When assessed on average 2.5 months after treatment, more participants were completely cured and cleared of the infection-causing parasites with itraconazole than placebo, but they also had more side effects (mild stomach pain, sickness, and abnormal liver function, as well as headaches and dizziness).

When paromomycin ointment was compared with placebo, there was no difference in the number of completely cured participants or the number who were found to be cleared of parasites when assessed on average 2.5 months after treatment, but those in the paromomycin treatment group had more contained skin reactions (such as swelling, blistering, pain, redness, or itch).

However, as the certainty of the evidence for these outcomes for these particular comparisons was very low, we are not sure of the accuracy of these results.

Neither of our key treatment comparisons assessed the percentage of wounds cured after the end of treatment and speed of healing (i.e. time taken to be cured).

Quality of the evidence

The overall certainty of the evidence for the different outcomes in the two main comparisons was very low. Important reasons for this were that studies were not blinded, or had a small sample size, making the results less precise.
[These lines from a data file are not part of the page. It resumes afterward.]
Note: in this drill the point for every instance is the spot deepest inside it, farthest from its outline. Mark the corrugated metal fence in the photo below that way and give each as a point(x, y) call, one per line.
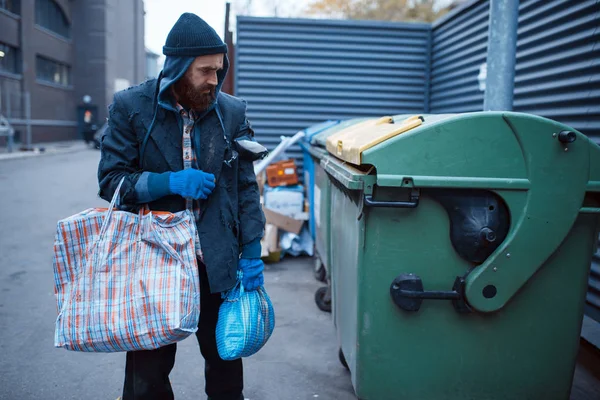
point(557, 74)
point(296, 73)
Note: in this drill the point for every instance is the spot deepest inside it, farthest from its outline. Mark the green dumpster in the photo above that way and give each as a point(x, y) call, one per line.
point(460, 251)
point(322, 208)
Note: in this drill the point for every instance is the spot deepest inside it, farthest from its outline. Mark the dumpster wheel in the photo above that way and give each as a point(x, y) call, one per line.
point(343, 359)
point(323, 299)
point(320, 272)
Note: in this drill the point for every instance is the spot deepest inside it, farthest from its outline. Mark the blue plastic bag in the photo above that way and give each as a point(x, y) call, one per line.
point(246, 321)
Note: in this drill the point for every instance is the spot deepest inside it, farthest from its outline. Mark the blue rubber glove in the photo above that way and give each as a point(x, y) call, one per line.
point(252, 276)
point(191, 183)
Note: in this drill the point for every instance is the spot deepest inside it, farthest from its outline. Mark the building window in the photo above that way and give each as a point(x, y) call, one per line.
point(14, 6)
point(53, 72)
point(9, 59)
point(49, 15)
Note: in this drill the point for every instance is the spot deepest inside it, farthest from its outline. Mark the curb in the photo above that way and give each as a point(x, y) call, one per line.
point(46, 149)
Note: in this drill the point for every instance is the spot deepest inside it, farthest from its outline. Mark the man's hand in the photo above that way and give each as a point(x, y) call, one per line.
point(252, 276)
point(192, 183)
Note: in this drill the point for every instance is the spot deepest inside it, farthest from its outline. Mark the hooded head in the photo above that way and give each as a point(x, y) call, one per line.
point(195, 66)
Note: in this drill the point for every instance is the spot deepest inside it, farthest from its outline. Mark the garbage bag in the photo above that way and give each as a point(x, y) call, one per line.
point(246, 322)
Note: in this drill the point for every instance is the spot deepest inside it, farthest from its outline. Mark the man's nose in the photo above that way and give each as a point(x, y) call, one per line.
point(213, 80)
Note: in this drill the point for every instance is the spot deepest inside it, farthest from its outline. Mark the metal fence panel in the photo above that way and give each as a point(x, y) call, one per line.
point(297, 72)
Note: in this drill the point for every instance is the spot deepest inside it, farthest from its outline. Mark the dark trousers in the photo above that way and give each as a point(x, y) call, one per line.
point(147, 371)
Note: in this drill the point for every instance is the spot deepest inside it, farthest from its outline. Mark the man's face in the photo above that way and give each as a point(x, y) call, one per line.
point(196, 89)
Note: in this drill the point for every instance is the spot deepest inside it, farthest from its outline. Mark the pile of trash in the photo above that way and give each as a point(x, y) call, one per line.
point(286, 210)
point(285, 205)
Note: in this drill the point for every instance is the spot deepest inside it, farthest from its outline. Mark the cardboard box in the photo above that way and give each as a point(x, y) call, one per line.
point(286, 200)
point(283, 222)
point(271, 252)
point(282, 173)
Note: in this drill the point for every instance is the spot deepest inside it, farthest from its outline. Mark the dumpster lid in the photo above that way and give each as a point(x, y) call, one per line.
point(349, 144)
point(320, 139)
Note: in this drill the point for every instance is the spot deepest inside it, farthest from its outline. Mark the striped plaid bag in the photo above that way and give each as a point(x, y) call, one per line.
point(125, 281)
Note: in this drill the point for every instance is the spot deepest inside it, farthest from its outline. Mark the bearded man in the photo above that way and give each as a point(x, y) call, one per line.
point(181, 143)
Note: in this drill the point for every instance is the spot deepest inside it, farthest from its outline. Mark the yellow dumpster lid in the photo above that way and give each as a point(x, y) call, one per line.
point(349, 144)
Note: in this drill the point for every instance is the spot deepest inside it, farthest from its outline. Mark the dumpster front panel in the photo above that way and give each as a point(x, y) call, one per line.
point(346, 256)
point(322, 214)
point(525, 351)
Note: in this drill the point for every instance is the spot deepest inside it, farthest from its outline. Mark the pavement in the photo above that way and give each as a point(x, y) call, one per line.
point(38, 149)
point(299, 361)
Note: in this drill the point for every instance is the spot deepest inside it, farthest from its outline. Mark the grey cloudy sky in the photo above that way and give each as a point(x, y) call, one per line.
point(161, 15)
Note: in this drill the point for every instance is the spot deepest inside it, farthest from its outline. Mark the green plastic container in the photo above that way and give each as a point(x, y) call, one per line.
point(460, 251)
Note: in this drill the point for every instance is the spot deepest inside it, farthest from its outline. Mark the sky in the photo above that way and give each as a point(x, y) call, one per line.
point(161, 15)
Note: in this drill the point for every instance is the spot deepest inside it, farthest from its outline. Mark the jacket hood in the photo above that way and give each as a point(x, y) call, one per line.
point(174, 68)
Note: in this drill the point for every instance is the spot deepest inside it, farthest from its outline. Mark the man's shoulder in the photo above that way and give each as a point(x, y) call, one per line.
point(229, 103)
point(144, 90)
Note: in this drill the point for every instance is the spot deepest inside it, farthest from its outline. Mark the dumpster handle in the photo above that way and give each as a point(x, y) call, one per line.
point(408, 294)
point(412, 203)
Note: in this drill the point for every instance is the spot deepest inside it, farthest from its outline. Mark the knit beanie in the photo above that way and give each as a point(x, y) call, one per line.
point(191, 36)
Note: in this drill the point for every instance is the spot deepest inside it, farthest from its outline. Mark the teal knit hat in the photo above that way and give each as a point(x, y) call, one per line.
point(191, 36)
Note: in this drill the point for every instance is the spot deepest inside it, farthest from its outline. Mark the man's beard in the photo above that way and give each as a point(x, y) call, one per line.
point(191, 96)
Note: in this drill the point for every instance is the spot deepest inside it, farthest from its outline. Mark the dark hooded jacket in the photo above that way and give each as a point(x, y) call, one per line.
point(143, 143)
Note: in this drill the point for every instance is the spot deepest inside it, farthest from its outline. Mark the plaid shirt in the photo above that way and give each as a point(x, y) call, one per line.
point(190, 160)
point(189, 155)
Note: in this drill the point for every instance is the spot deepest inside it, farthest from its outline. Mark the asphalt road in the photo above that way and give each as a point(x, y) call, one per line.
point(299, 362)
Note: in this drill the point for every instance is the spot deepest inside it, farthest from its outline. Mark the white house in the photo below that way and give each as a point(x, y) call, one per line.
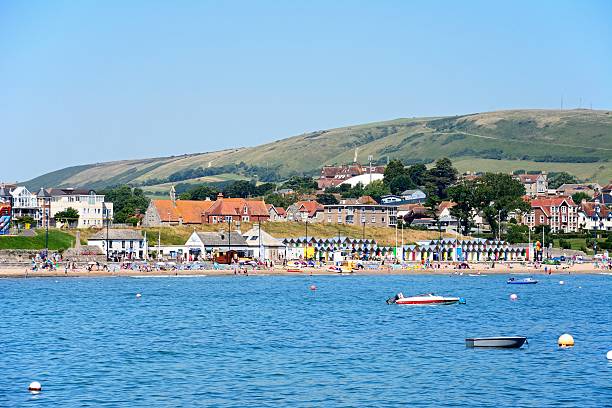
point(122, 243)
point(364, 179)
point(25, 204)
point(91, 206)
point(268, 246)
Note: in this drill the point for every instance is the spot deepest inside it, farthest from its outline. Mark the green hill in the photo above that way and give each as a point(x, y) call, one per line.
point(578, 141)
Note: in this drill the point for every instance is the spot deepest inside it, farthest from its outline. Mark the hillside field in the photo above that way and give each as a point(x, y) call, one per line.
point(578, 141)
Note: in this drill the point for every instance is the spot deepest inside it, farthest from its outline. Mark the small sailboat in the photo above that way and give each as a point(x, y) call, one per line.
point(425, 299)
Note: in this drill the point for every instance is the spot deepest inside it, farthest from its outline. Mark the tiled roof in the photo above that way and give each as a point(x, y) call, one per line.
point(190, 211)
point(311, 206)
point(235, 206)
point(118, 234)
point(589, 209)
point(56, 192)
point(217, 239)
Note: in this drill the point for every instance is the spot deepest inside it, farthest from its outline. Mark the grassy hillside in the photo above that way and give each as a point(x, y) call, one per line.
point(58, 241)
point(384, 236)
point(553, 140)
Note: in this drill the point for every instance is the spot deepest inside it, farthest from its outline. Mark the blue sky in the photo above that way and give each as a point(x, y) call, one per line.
point(91, 81)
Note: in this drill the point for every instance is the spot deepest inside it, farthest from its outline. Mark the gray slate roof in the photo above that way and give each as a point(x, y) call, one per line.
point(117, 234)
point(216, 239)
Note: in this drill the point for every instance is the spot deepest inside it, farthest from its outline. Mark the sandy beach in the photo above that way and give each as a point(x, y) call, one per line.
point(500, 269)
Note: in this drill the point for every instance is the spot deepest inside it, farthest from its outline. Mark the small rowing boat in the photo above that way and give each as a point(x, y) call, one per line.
point(525, 281)
point(496, 342)
point(425, 299)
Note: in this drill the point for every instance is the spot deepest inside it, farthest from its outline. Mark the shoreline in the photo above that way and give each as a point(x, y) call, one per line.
point(580, 269)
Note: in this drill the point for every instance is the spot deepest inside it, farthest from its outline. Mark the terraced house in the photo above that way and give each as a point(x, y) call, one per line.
point(560, 213)
point(236, 210)
point(361, 211)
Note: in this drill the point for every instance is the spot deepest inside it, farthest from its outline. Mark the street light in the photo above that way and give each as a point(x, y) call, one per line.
point(597, 211)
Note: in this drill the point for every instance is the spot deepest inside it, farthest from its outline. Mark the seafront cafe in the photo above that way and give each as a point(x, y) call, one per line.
point(328, 249)
point(468, 250)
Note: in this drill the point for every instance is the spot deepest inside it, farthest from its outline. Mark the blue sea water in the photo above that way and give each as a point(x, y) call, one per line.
point(270, 341)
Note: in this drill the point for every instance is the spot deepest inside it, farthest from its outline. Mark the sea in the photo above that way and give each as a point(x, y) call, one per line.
point(271, 341)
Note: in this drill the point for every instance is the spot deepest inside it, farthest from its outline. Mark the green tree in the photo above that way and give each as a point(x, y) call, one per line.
point(517, 233)
point(127, 201)
point(401, 183)
point(327, 199)
point(500, 194)
point(278, 200)
point(201, 192)
point(301, 184)
point(394, 169)
point(418, 174)
point(467, 198)
point(67, 217)
point(240, 188)
point(264, 189)
point(376, 190)
point(555, 180)
point(441, 176)
point(579, 196)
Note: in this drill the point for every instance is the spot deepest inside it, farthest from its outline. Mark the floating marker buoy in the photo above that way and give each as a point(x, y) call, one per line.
point(35, 386)
point(566, 340)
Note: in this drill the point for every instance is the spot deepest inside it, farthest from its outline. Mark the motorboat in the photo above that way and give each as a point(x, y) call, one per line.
point(496, 342)
point(425, 299)
point(524, 281)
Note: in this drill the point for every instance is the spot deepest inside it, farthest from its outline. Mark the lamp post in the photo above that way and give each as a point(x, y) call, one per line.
point(105, 211)
point(306, 243)
point(596, 216)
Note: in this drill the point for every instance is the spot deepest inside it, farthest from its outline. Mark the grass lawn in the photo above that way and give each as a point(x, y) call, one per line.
point(58, 241)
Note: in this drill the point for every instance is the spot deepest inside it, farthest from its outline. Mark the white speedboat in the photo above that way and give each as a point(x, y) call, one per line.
point(425, 299)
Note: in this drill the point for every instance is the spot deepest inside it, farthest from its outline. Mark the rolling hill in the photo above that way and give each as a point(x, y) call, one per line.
point(577, 141)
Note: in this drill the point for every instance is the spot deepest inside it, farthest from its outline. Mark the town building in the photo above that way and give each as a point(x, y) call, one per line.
point(92, 209)
point(303, 211)
point(263, 245)
point(560, 213)
point(594, 216)
point(276, 214)
point(407, 197)
point(571, 189)
point(535, 184)
point(236, 210)
point(176, 212)
point(332, 176)
point(221, 246)
point(24, 204)
point(362, 211)
point(122, 244)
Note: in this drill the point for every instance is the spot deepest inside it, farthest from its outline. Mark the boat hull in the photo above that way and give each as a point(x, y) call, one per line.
point(444, 301)
point(496, 342)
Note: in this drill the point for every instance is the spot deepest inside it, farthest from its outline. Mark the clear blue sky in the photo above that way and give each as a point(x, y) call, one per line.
point(91, 81)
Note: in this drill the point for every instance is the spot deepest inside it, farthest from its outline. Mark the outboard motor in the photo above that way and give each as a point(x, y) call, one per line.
point(395, 298)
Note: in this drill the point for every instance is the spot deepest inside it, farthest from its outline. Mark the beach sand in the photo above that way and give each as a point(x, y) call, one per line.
point(500, 269)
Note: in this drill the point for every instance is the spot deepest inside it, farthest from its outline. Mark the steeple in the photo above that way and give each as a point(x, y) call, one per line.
point(173, 196)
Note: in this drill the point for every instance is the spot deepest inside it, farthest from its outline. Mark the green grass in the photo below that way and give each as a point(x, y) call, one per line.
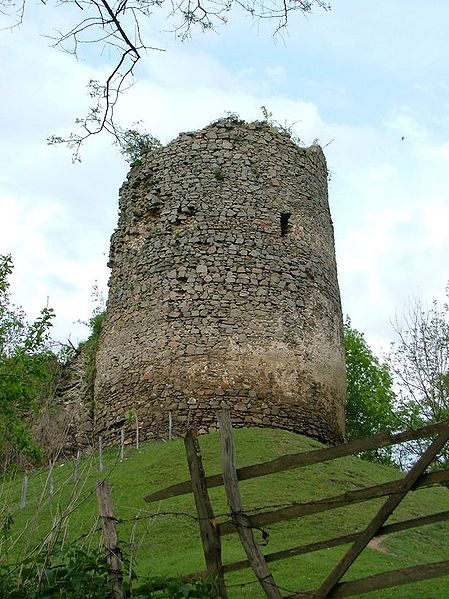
point(166, 543)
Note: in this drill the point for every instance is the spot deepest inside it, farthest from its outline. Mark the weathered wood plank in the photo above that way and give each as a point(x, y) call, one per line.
point(382, 515)
point(341, 540)
point(329, 503)
point(334, 542)
point(208, 527)
point(110, 539)
point(252, 549)
point(389, 579)
point(296, 460)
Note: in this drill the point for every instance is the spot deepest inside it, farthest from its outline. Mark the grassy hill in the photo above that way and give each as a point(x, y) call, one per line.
point(163, 538)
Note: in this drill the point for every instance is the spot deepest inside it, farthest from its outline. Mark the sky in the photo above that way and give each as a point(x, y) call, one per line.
point(368, 80)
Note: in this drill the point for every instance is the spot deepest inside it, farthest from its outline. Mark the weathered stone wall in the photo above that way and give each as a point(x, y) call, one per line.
point(218, 298)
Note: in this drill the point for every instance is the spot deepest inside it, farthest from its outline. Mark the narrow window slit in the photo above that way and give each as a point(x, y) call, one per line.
point(285, 227)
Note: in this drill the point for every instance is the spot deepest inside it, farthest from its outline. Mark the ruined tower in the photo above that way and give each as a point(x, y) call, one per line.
point(223, 289)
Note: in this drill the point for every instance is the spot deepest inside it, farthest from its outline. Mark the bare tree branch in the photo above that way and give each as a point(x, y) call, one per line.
point(116, 25)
Some of the evidence only focused on young people, and the results greatly varied between each study.

We need more research to fill in the following research gaps: 1) trials of OWCL caused by other types of infection such as L. infantum, L. aethiopica, or L. donovani; 2) involving specific subgroups of people such as children; 3) assessing effectiveness and safety of different anti-Leishmania drugs compared with placebo in self-healing forms of leishmaniasis or with traditional first-choice antimonial treatment in complicated form (defined as more than four lesions over 4 cm in size, located close to an opening or small joints, for which previous treatment has failed); and 4) assessing areas such as wound healing and patient-reported outcomes, such as quality of life. In addition, few studies assessed relevant issues such as drug resistance. International collaboration is required to improve the quality and standardisation of future trials in order to develop a better evidence-based approach.